A Faenza le operaie OMSA picchettano i macchinari

«Da qui non entra e non esce più niente, non vogliamo che si portino via i macchinari e i prodotti». Le 320 lavoratrici dello stabilimento OMSA di Faenza sono scese in lotta contro la chiusura decisa dalla proprietà, il Gruppo Golden Lady di Castiglione delle Stiviere (Mn), nome di fama mondiale nel settore delle calze da donna.

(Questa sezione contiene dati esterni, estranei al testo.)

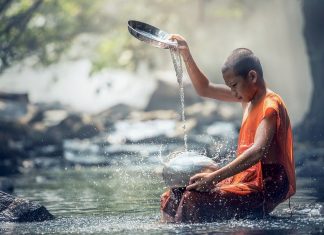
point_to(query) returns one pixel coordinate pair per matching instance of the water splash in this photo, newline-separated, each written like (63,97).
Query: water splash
(177,63)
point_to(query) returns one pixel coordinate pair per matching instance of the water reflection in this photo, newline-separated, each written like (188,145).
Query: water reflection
(125,200)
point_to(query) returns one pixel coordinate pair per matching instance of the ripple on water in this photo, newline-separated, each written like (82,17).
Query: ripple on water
(126,201)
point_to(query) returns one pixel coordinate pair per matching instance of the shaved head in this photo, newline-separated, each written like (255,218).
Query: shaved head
(242,61)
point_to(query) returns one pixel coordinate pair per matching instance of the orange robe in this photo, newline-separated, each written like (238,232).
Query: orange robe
(255,191)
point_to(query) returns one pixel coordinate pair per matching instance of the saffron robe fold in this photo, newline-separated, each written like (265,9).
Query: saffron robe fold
(257,190)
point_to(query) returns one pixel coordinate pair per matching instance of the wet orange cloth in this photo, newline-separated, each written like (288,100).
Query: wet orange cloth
(251,179)
(261,187)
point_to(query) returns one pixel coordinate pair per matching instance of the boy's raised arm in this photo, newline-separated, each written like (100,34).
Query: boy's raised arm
(200,82)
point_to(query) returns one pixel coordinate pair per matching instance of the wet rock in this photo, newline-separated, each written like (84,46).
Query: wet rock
(15,209)
(205,113)
(154,115)
(74,126)
(13,106)
(309,161)
(166,96)
(6,185)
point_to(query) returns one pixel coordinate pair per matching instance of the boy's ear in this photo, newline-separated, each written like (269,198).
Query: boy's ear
(253,76)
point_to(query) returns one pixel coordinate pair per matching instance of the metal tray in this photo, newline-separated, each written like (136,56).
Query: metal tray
(150,34)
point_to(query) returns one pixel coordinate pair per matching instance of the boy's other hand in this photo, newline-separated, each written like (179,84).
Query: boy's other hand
(202,182)
(182,43)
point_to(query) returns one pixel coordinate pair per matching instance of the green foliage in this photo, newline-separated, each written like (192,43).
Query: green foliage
(44,28)
(42,31)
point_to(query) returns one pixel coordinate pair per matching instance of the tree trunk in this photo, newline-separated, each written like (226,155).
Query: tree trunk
(312,127)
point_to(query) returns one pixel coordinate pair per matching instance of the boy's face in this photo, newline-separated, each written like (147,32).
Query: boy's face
(242,88)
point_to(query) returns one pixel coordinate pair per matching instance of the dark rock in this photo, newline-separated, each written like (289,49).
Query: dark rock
(6,185)
(309,161)
(14,209)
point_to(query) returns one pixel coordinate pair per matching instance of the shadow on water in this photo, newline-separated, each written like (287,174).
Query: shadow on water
(125,200)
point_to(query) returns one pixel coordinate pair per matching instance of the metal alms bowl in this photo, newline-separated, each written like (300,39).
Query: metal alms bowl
(183,165)
(150,34)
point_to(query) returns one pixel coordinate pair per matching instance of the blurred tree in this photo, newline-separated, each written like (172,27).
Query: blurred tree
(312,128)
(44,29)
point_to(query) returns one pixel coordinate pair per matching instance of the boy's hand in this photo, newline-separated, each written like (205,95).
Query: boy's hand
(202,182)
(182,43)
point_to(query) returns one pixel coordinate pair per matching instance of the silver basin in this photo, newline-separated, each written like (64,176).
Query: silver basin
(183,165)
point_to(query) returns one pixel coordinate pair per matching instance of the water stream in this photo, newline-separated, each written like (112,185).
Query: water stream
(177,63)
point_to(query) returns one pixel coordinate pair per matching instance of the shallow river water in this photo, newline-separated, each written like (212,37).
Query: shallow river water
(125,200)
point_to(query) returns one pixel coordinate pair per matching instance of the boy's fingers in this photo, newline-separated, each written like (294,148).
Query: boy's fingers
(191,186)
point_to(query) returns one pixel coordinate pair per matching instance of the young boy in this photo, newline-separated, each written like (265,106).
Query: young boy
(263,173)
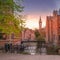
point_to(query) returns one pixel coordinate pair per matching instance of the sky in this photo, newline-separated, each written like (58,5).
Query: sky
(33,9)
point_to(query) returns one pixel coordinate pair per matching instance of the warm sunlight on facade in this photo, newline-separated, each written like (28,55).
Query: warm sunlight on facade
(32,22)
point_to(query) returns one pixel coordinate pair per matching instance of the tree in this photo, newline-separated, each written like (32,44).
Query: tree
(8,22)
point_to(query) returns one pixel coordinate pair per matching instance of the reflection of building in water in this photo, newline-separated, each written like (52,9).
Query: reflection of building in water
(53,27)
(28,34)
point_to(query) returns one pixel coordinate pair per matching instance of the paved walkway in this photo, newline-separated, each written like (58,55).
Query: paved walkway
(15,56)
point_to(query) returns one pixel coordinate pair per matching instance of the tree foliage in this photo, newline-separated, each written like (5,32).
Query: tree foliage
(8,23)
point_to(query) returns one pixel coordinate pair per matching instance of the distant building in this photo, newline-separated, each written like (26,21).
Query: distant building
(53,28)
(41,30)
(28,34)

Da tempo lo stabilimento di Faenza è nell'occhio del ciclone e sono già stati effettuati periodi di cassa integrazione, l'ultimo dei quali è partito il 18 gennaio. La direzione ha ultimamente dichiarato lo stato di crisi e ha precisato in 600 gli esuberi in tutto il Gruppo, che ha stabilimenti sparsi in tutta Italia, negli Usa ed in Serbia. Ma ormai l'intenzione di delocalizzare è chiara, magari proprio in Serbia dove il Gruppo Golden Lady ha già uno stabilimento con 1.600 operai e dove gli stipendi si aggirano sui 300 euro mensili contro il migliaio pagato in Italia.
Ma a Faenza le operaie non ci stanno e hanno deciso il tutto per tutto per difendere il posto di lavoro: per questo hanno organizzato il picchetto e presidiano 24 ore su 24 le entrate dell'azienda per impedire che – come viene ventilato – i macchinari siano prelevati e trasferiti altrove.